Even though his texts will soon have a century and a half under their belt, Mark Train was a master of satire who still makes me laugh today. This is my German rendering of the mischievous “Story of the Good Little Boy,” which I hope you enjoy.
Mark Twain:
Die Geschichte vom guten Knaben,
dem das Leben nicht wohlgesonnen war
Translated by Helmut Barz
ES WAR EINMAL ein guter Knabe mit dem Namen Jakob Blivens. Er gehorchte stets seinen Eltern, egal wie absurd und unvernünftig ihre Forderungen waren; auch seine Bibel lernte er fleißig und kam nie zu spät zur Sonntagsschule. Er hätte niemals geschwänzt, auch wenn es nüchtern betrachtet das Beste gewesen wäre, was er hätte tun können.
Keiner der anderen Jungen konnte sich einen Reim auf diesen Knaben machen, so seltsam verhielt er sich.
Er log nicht, egal, wie bequem es gewesen wäre. Es sei falsch, zu lügen, sagte er nur, und das genüge ihm. Und seine Ehrlichkeit grenzte an Lächerlichkeit.

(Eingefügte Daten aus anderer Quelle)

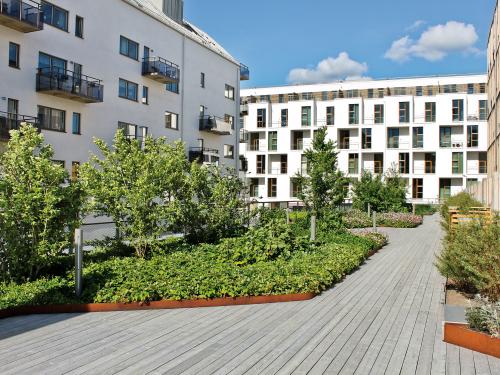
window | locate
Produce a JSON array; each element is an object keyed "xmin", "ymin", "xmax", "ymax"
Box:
[
  {"xmin": 118, "ymin": 78, "xmax": 139, "ymax": 101},
  {"xmin": 224, "ymin": 145, "xmax": 234, "ymax": 159},
  {"xmin": 399, "ymin": 102, "xmax": 410, "ymax": 123},
  {"xmin": 224, "ymin": 114, "xmax": 234, "ymax": 130},
  {"xmin": 479, "ymin": 100, "xmax": 488, "ymax": 121},
  {"xmin": 413, "ymin": 126, "xmax": 424, "ymax": 148},
  {"xmin": 374, "ymin": 104, "xmax": 384, "ymax": 124},
  {"xmin": 71, "ymin": 161, "xmax": 80, "ymax": 181},
  {"xmin": 267, "ymin": 132, "xmax": 278, "ymax": 151},
  {"xmin": 301, "ymin": 107, "xmax": 311, "ymax": 126},
  {"xmin": 326, "ymin": 107, "xmax": 335, "ymax": 125},
  {"xmin": 267, "ymin": 178, "xmax": 278, "ymax": 198},
  {"xmin": 224, "ymin": 85, "xmax": 234, "ymax": 100},
  {"xmin": 71, "ymin": 112, "xmax": 82, "ymax": 134},
  {"xmin": 142, "ymin": 86, "xmax": 149, "ymax": 104},
  {"xmin": 439, "ymin": 126, "xmax": 451, "ymax": 147},
  {"xmin": 120, "ymin": 36, "xmax": 139, "ymax": 60},
  {"xmin": 467, "ymin": 125, "xmax": 479, "ymax": 147},
  {"xmin": 256, "ymin": 155, "xmax": 266, "ymax": 174},
  {"xmin": 412, "ymin": 178, "xmax": 424, "ymax": 199},
  {"xmin": 425, "ymin": 102, "xmax": 436, "ymax": 122},
  {"xmin": 451, "ymin": 152, "xmax": 464, "ymax": 174},
  {"xmin": 165, "ymin": 111, "xmax": 179, "ymax": 130},
  {"xmin": 361, "ymin": 128, "xmax": 372, "ymax": 150},
  {"xmin": 42, "ymin": 1, "xmax": 68, "ymax": 31},
  {"xmin": 387, "ymin": 128, "xmax": 399, "ymax": 148},
  {"xmin": 399, "ymin": 152, "xmax": 410, "ymax": 174},
  {"xmin": 281, "ymin": 109, "xmax": 288, "ymax": 128},
  {"xmin": 75, "ymin": 16, "xmax": 83, "ymax": 38},
  {"xmin": 257, "ymin": 108, "xmax": 267, "ymax": 128},
  {"xmin": 349, "ymin": 154, "xmax": 359, "ymax": 174},
  {"xmin": 452, "ymin": 99, "xmax": 464, "ymax": 121},
  {"xmin": 38, "ymin": 105, "xmax": 66, "ymax": 132},
  {"xmin": 349, "ymin": 104, "xmax": 359, "ymax": 125},
  {"xmin": 9, "ymin": 42, "xmax": 21, "ymax": 69}
]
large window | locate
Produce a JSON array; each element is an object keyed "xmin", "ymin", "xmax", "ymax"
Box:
[
  {"xmin": 38, "ymin": 105, "xmax": 66, "ymax": 132},
  {"xmin": 374, "ymin": 104, "xmax": 384, "ymax": 124},
  {"xmin": 120, "ymin": 36, "xmax": 139, "ymax": 60},
  {"xmin": 165, "ymin": 111, "xmax": 179, "ymax": 130},
  {"xmin": 467, "ymin": 125, "xmax": 479, "ymax": 147},
  {"xmin": 301, "ymin": 106, "xmax": 311, "ymax": 126},
  {"xmin": 425, "ymin": 102, "xmax": 436, "ymax": 122},
  {"xmin": 349, "ymin": 104, "xmax": 359, "ymax": 125},
  {"xmin": 9, "ymin": 42, "xmax": 21, "ymax": 69},
  {"xmin": 42, "ymin": 1, "xmax": 68, "ymax": 31},
  {"xmin": 257, "ymin": 108, "xmax": 267, "ymax": 128},
  {"xmin": 118, "ymin": 78, "xmax": 139, "ymax": 101},
  {"xmin": 452, "ymin": 99, "xmax": 464, "ymax": 121},
  {"xmin": 326, "ymin": 107, "xmax": 335, "ymax": 125},
  {"xmin": 224, "ymin": 85, "xmax": 234, "ymax": 100},
  {"xmin": 399, "ymin": 102, "xmax": 410, "ymax": 123}
]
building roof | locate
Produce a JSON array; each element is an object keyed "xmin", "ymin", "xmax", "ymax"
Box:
[{"xmin": 122, "ymin": 0, "xmax": 240, "ymax": 65}]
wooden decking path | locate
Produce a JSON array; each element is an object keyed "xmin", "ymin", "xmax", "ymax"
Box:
[{"xmin": 0, "ymin": 217, "xmax": 500, "ymax": 375}]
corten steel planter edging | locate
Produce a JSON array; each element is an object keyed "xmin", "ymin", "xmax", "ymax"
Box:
[
  {"xmin": 0, "ymin": 293, "xmax": 318, "ymax": 319},
  {"xmin": 444, "ymin": 322, "xmax": 500, "ymax": 358}
]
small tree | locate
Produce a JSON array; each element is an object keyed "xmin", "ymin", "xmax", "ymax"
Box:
[
  {"xmin": 80, "ymin": 131, "xmax": 187, "ymax": 257},
  {"xmin": 295, "ymin": 128, "xmax": 348, "ymax": 216},
  {"xmin": 0, "ymin": 125, "xmax": 82, "ymax": 282}
]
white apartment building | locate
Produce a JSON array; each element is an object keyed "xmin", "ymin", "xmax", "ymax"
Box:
[
  {"xmin": 0, "ymin": 0, "xmax": 249, "ymax": 173},
  {"xmin": 240, "ymin": 75, "xmax": 488, "ymax": 205}
]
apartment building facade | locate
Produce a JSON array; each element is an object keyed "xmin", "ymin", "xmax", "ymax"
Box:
[
  {"xmin": 240, "ymin": 75, "xmax": 488, "ymax": 205},
  {"xmin": 0, "ymin": 0, "xmax": 244, "ymax": 174}
]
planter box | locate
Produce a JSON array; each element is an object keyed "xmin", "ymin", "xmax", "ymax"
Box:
[
  {"xmin": 444, "ymin": 322, "xmax": 500, "ymax": 358},
  {"xmin": 0, "ymin": 293, "xmax": 316, "ymax": 319}
]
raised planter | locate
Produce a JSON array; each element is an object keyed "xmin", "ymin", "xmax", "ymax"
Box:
[
  {"xmin": 0, "ymin": 293, "xmax": 317, "ymax": 319},
  {"xmin": 444, "ymin": 322, "xmax": 500, "ymax": 358}
]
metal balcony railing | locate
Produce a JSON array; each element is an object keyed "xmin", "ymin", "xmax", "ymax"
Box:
[
  {"xmin": 142, "ymin": 57, "xmax": 180, "ymax": 83},
  {"xmin": 199, "ymin": 116, "xmax": 233, "ymax": 135},
  {"xmin": 0, "ymin": 111, "xmax": 40, "ymax": 141},
  {"xmin": 36, "ymin": 67, "xmax": 104, "ymax": 103},
  {"xmin": 0, "ymin": 0, "xmax": 43, "ymax": 33}
]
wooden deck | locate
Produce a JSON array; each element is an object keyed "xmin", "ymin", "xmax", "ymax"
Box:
[{"xmin": 0, "ymin": 217, "xmax": 500, "ymax": 375}]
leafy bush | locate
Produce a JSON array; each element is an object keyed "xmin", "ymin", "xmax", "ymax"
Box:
[
  {"xmin": 437, "ymin": 220, "xmax": 500, "ymax": 301},
  {"xmin": 0, "ymin": 126, "xmax": 83, "ymax": 282},
  {"xmin": 466, "ymin": 297, "xmax": 500, "ymax": 338}
]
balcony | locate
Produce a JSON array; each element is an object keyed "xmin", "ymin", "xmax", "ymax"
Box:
[
  {"xmin": 0, "ymin": 0, "xmax": 43, "ymax": 33},
  {"xmin": 142, "ymin": 57, "xmax": 180, "ymax": 84},
  {"xmin": 240, "ymin": 64, "xmax": 250, "ymax": 81},
  {"xmin": 200, "ymin": 116, "xmax": 233, "ymax": 135},
  {"xmin": 36, "ymin": 67, "xmax": 104, "ymax": 103},
  {"xmin": 0, "ymin": 111, "xmax": 40, "ymax": 141}
]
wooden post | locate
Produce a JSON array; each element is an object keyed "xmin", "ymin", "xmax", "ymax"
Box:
[{"xmin": 75, "ymin": 229, "xmax": 83, "ymax": 297}]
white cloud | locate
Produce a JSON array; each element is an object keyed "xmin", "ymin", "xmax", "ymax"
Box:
[
  {"xmin": 288, "ymin": 52, "xmax": 368, "ymax": 83},
  {"xmin": 385, "ymin": 21, "xmax": 480, "ymax": 62}
]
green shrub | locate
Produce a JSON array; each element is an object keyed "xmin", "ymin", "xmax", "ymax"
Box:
[
  {"xmin": 466, "ymin": 297, "xmax": 500, "ymax": 338},
  {"xmin": 437, "ymin": 220, "xmax": 500, "ymax": 301}
]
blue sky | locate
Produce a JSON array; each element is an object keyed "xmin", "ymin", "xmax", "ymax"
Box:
[{"xmin": 184, "ymin": 0, "xmax": 495, "ymax": 87}]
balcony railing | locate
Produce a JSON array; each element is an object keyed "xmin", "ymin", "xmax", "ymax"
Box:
[
  {"xmin": 199, "ymin": 116, "xmax": 233, "ymax": 135},
  {"xmin": 36, "ymin": 67, "xmax": 104, "ymax": 103},
  {"xmin": 142, "ymin": 57, "xmax": 180, "ymax": 83},
  {"xmin": 0, "ymin": 111, "xmax": 40, "ymax": 141},
  {"xmin": 0, "ymin": 0, "xmax": 43, "ymax": 33},
  {"xmin": 240, "ymin": 64, "xmax": 250, "ymax": 81}
]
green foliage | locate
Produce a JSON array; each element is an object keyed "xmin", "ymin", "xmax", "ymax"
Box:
[
  {"xmin": 295, "ymin": 128, "xmax": 348, "ymax": 217},
  {"xmin": 353, "ymin": 169, "xmax": 408, "ymax": 212},
  {"xmin": 466, "ymin": 297, "xmax": 500, "ymax": 338},
  {"xmin": 0, "ymin": 126, "xmax": 83, "ymax": 282},
  {"xmin": 437, "ymin": 220, "xmax": 500, "ymax": 301},
  {"xmin": 80, "ymin": 131, "xmax": 187, "ymax": 257}
]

Jakobs eigenwilliges Gebaren übertraf alles. Er spielte sonntags nicht mit Murmeln. Er plünderte keine Vogelnester. Den Affen der Leierkastenmänner gab er keine heißen Pfennige: Offenbar hatte er überhaupt kein Interesse an irgendeiner Art von vernünftigem Vergnügen.
Also versuchten die anderen Jungen, ihn zu verstehen, aber sie kamen zu keinem befriedigenden Ergebnis. Wie ich bereits sagte: Sie hatten diese vage Idee, dass er irgendwie „besessen“ war. So nahmen sie ihn unter ihren Schutz und ließen nicht zu, dass ihm etwas zustieß.

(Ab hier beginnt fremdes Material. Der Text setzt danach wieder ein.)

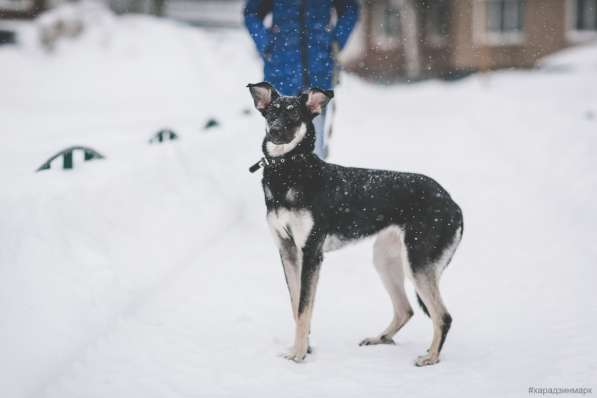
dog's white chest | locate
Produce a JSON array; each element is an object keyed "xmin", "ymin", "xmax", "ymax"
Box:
[{"xmin": 267, "ymin": 209, "xmax": 313, "ymax": 248}]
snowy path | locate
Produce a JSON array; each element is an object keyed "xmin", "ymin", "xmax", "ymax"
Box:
[{"xmin": 0, "ymin": 12, "xmax": 597, "ymax": 398}]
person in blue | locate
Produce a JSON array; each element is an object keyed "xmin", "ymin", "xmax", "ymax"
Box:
[{"xmin": 244, "ymin": 0, "xmax": 359, "ymax": 159}]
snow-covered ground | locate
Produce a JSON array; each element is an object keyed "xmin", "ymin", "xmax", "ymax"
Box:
[{"xmin": 0, "ymin": 7, "xmax": 597, "ymax": 398}]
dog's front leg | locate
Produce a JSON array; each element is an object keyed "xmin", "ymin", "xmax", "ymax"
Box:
[
  {"xmin": 280, "ymin": 245, "xmax": 301, "ymax": 322},
  {"xmin": 286, "ymin": 247, "xmax": 322, "ymax": 362}
]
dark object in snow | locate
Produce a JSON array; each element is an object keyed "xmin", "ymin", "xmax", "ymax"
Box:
[
  {"xmin": 35, "ymin": 146, "xmax": 105, "ymax": 171},
  {"xmin": 0, "ymin": 29, "xmax": 17, "ymax": 46},
  {"xmin": 203, "ymin": 117, "xmax": 220, "ymax": 130},
  {"xmin": 149, "ymin": 129, "xmax": 178, "ymax": 144}
]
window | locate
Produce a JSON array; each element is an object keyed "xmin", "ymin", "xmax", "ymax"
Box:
[
  {"xmin": 382, "ymin": 2, "xmax": 400, "ymax": 37},
  {"xmin": 0, "ymin": 0, "xmax": 33, "ymax": 11},
  {"xmin": 574, "ymin": 0, "xmax": 597, "ymax": 31},
  {"xmin": 566, "ymin": 0, "xmax": 597, "ymax": 42},
  {"xmin": 486, "ymin": 0, "xmax": 523, "ymax": 33},
  {"xmin": 475, "ymin": 0, "xmax": 525, "ymax": 46},
  {"xmin": 373, "ymin": 0, "xmax": 402, "ymax": 49},
  {"xmin": 425, "ymin": 0, "xmax": 450, "ymax": 46}
]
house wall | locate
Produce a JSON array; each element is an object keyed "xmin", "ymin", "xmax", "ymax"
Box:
[
  {"xmin": 450, "ymin": 0, "xmax": 567, "ymax": 70},
  {"xmin": 0, "ymin": 0, "xmax": 47, "ymax": 19},
  {"xmin": 347, "ymin": 0, "xmax": 569, "ymax": 80}
]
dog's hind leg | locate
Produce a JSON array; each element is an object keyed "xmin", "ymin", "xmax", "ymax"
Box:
[
  {"xmin": 414, "ymin": 270, "xmax": 452, "ymax": 366},
  {"xmin": 359, "ymin": 228, "xmax": 413, "ymax": 346}
]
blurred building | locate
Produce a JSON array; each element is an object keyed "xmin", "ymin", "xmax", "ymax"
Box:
[
  {"xmin": 0, "ymin": 0, "xmax": 49, "ymax": 19},
  {"xmin": 345, "ymin": 0, "xmax": 597, "ymax": 80}
]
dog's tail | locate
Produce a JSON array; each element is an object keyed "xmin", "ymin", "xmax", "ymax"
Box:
[{"xmin": 415, "ymin": 292, "xmax": 431, "ymax": 318}]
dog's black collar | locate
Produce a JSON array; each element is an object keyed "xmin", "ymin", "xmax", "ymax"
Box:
[{"xmin": 249, "ymin": 153, "xmax": 307, "ymax": 173}]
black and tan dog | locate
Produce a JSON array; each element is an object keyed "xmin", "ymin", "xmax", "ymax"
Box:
[{"xmin": 248, "ymin": 82, "xmax": 463, "ymax": 366}]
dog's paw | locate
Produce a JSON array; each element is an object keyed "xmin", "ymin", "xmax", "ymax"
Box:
[
  {"xmin": 415, "ymin": 354, "xmax": 439, "ymax": 366},
  {"xmin": 359, "ymin": 336, "xmax": 396, "ymax": 347},
  {"xmin": 284, "ymin": 350, "xmax": 307, "ymax": 363}
]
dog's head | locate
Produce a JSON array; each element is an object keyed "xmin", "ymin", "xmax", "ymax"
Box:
[{"xmin": 247, "ymin": 82, "xmax": 334, "ymax": 150}]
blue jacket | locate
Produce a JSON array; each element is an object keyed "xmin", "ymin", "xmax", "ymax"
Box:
[{"xmin": 244, "ymin": 0, "xmax": 359, "ymax": 95}]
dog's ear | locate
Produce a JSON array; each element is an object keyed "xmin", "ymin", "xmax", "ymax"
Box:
[
  {"xmin": 247, "ymin": 82, "xmax": 280, "ymax": 113},
  {"xmin": 301, "ymin": 87, "xmax": 334, "ymax": 116}
]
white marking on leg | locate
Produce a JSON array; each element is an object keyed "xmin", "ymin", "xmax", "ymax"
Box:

Dieser gute Knabe las alle Bücher der Sonntagsschule; sie waren seine größte Freude. Und das war schon sein ganzes Geheimnis. Er glaubte an die guten Knaben, wie sie in die Sonntagsschulbücher standen, und hatte volles Vertrauen in sie. Einmal einem von ihnen leibhaftig zu begegnen, danach sehnte er sich, doch es gelang ihm nie. Vielleicht waren sie alle vor seiner Zeit verstorben?

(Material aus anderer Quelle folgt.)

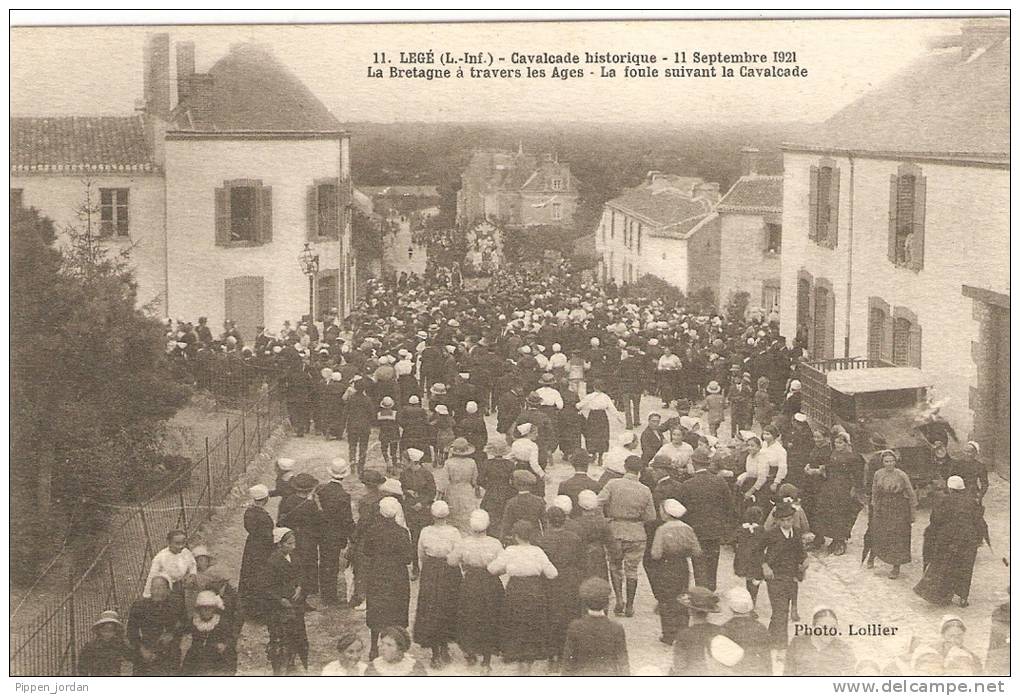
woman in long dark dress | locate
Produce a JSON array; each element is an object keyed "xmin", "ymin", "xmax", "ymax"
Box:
[
  {"xmin": 364, "ymin": 496, "xmax": 415, "ymax": 659},
  {"xmin": 914, "ymin": 477, "xmax": 988, "ymax": 606},
  {"xmin": 128, "ymin": 576, "xmax": 184, "ymax": 677},
  {"xmin": 262, "ymin": 527, "xmax": 308, "ymax": 677},
  {"xmin": 414, "ymin": 500, "xmax": 460, "ymax": 669},
  {"xmin": 447, "ymin": 509, "xmax": 504, "ymax": 674},
  {"xmin": 538, "ymin": 498, "xmax": 584, "ymax": 661},
  {"xmin": 238, "ymin": 484, "xmax": 274, "ymax": 616},
  {"xmin": 181, "ymin": 590, "xmax": 238, "ymax": 677},
  {"xmin": 811, "ymin": 433, "xmax": 864, "ymax": 556},
  {"xmin": 867, "ymin": 449, "xmax": 917, "ymax": 579},
  {"xmin": 489, "ymin": 519, "xmax": 559, "ymax": 674}
]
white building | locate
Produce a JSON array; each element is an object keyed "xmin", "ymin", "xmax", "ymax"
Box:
[
  {"xmin": 781, "ymin": 21, "xmax": 1010, "ymax": 476},
  {"xmin": 716, "ymin": 148, "xmax": 782, "ymax": 313},
  {"xmin": 596, "ymin": 171, "xmax": 719, "ymax": 294},
  {"xmin": 11, "ymin": 34, "xmax": 357, "ymax": 338}
]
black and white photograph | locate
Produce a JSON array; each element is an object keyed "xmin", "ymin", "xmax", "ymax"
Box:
[{"xmin": 8, "ymin": 10, "xmax": 1011, "ymax": 681}]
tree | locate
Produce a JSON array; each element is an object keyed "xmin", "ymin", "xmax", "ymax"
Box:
[{"xmin": 10, "ymin": 188, "xmax": 188, "ymax": 577}]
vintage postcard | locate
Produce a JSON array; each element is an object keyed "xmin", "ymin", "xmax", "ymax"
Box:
[{"xmin": 9, "ymin": 13, "xmax": 1011, "ymax": 681}]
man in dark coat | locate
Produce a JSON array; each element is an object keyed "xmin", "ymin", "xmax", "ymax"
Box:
[
  {"xmin": 348, "ymin": 469, "xmax": 386, "ymax": 609},
  {"xmin": 678, "ymin": 449, "xmax": 736, "ymax": 591},
  {"xmin": 276, "ymin": 473, "xmax": 322, "ymax": 596},
  {"xmin": 315, "ymin": 459, "xmax": 354, "ymax": 604},
  {"xmin": 556, "ymin": 449, "xmax": 600, "ymax": 517},
  {"xmin": 563, "ymin": 578, "xmax": 630, "ymax": 677},
  {"xmin": 641, "ymin": 413, "xmax": 662, "ymax": 464},
  {"xmin": 347, "ymin": 379, "xmax": 375, "ymax": 475}
]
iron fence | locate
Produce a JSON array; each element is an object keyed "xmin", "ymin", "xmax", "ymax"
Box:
[{"xmin": 10, "ymin": 389, "xmax": 285, "ymax": 677}]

Wenn er von einem besonders guten Jungen las, blätterte er schnell bis zum Ende, um zu sehen, was aus ihm wurde, denn er wollte Tausende von Kilometern reisen, um ihn zu sehen; aber es nützte nichts. Das letzte Kapitel berichtete stets vom Tod des guten Knaben – illustriert mit einem Bild von der Beerdigung, bei der all seine Verwandten und die Sonntagsschulkinder in zu kurzen Hosen und zu großen Hauben an seinem Grab standen. Sie alle weinten in ihre Taschentücher, die so groß waren wie Tischdecken.
Und so ging es ihm stets. Er konnte nie einen dieser guten Knaben treffen, weil diese immer im letzten Kapitel starben.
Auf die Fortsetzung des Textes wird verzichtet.